Long-tail keywords aren’t the fallback option for sites that can’t compete for the big terms. That framing gets it backwards. They’re where most of the actual search behavior lives, where intent is clearest, and where a smaller site or a newer domain has a genuine shot at ranking without waiting years to build authority. The head terms get all the attention in meetings because the volume number looks impressive on a slide, but the tail is where the traffic actually adds up and where it actually converts.

Whether it’s organic content, paid campaigns, or the growing pull of AI-driven search, all three reward the same underlying skill. Understanding specific intent better than the competition does, and building something that actually answers it. That’s not a trick or a hack. It’s just paying attention to what people are actually asking, instead of guessing at what they might be interested in.

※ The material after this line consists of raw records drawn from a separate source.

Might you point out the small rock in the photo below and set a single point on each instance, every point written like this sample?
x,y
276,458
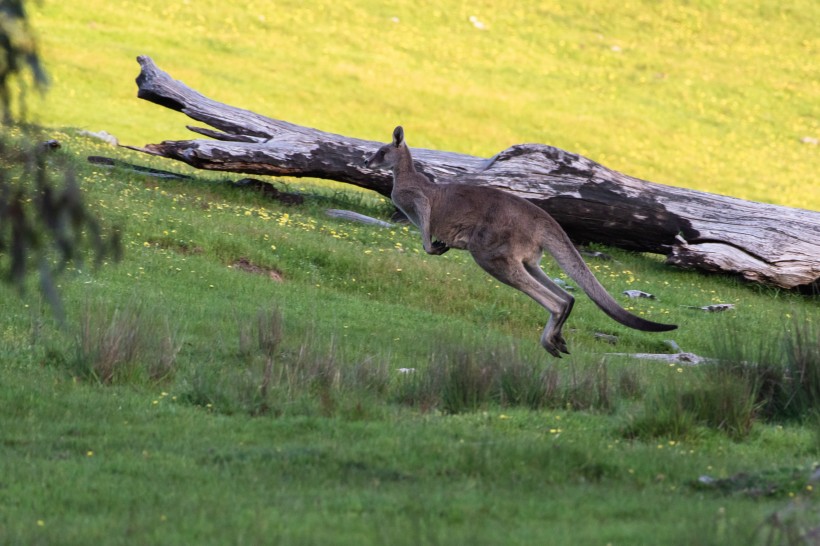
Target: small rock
x,y
638,294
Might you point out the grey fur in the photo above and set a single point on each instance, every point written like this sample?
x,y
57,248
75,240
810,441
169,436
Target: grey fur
x,y
505,234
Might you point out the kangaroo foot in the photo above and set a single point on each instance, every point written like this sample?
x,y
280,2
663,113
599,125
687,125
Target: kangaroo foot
x,y
555,345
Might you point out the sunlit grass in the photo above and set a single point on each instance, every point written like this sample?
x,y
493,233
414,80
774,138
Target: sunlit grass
x,y
283,417
697,95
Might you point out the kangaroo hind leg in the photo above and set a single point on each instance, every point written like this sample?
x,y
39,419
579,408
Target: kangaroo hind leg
x,y
556,324
553,299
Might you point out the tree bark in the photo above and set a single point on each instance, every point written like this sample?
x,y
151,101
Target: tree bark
x,y
761,242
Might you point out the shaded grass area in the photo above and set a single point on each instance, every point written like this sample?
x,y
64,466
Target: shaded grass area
x,y
193,397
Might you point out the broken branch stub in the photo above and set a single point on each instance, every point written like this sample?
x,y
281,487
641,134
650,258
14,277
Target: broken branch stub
x,y
760,242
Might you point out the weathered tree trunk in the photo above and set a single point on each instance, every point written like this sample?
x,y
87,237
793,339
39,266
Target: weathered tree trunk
x,y
762,243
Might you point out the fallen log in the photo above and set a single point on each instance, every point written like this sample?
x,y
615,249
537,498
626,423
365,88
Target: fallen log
x,y
760,242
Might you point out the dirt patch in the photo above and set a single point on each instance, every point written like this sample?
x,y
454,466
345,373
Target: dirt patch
x,y
244,264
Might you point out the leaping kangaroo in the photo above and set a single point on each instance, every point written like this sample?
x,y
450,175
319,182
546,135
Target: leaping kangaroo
x,y
505,234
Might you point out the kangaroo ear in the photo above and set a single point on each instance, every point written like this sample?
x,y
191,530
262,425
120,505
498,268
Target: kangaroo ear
x,y
398,136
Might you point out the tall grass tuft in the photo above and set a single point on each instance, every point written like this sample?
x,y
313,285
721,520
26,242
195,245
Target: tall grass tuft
x,y
458,379
772,380
272,379
126,345
784,373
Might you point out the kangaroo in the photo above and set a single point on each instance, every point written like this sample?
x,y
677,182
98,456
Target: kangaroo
x,y
505,234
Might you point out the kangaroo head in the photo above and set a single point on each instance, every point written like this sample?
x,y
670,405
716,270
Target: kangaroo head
x,y
388,155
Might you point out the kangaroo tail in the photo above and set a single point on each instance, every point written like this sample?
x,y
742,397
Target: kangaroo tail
x,y
564,252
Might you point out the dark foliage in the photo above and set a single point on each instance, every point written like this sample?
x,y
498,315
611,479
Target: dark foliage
x,y
44,224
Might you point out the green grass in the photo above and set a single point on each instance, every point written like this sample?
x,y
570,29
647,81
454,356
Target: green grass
x,y
312,435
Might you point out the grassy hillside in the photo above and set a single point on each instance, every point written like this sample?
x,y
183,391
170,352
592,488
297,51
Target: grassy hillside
x,y
697,94
242,375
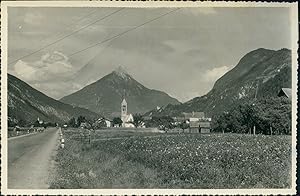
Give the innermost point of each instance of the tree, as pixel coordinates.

None of this requires a massive budget or a huge content team to start. It requires actually looking at the data that’s already sitting in Search Console and Google Ads, being willing to write for ten searches a month instead of holding out for ten thousand, and being honest about whether a keyword actually connects to something real the business offers. Do that consistently, and the traffic shows up. Slower than chasing a viral head term might feel, sure, but it sticks around, and it converts a lot better once it arrives.

Frequently Asked Questions

Is a long-tail keyword always more than three words?

No. Length is common but not the actual definition. A short phrase with low search volume can still be long-tail, and a longer phrase with high volume isn’t.

Do long-tail keywords really convert better than short-tail keywords?

Generally, yes, because the searcher’s intent is clearer and often closer to a decision point. That said, conversion still depends on whether the content or offer actually matches what the searcher wants.

How many long-tail keywords should one page target?

There’s no fixed number, but a well-built page built around a cluster of related, intent-matched long-tail phrases usually outperforms a page trying to force one narrow keyword by itself.

Can long-tail keywords work for a brand-new website with no authority?

Yes, and it’s often the fastest realistic path to early traffic. Lower competition means a newer site has a real shot at ranking, instead of trying to compete directly against established sites for high-volume head terms.

Does AI search make long-tail keywords less important?

The opposite. Conversational, specific queries are exactly what AI-driven search tools are built to handle, which makes long-tail, question-style content more relevant, not less.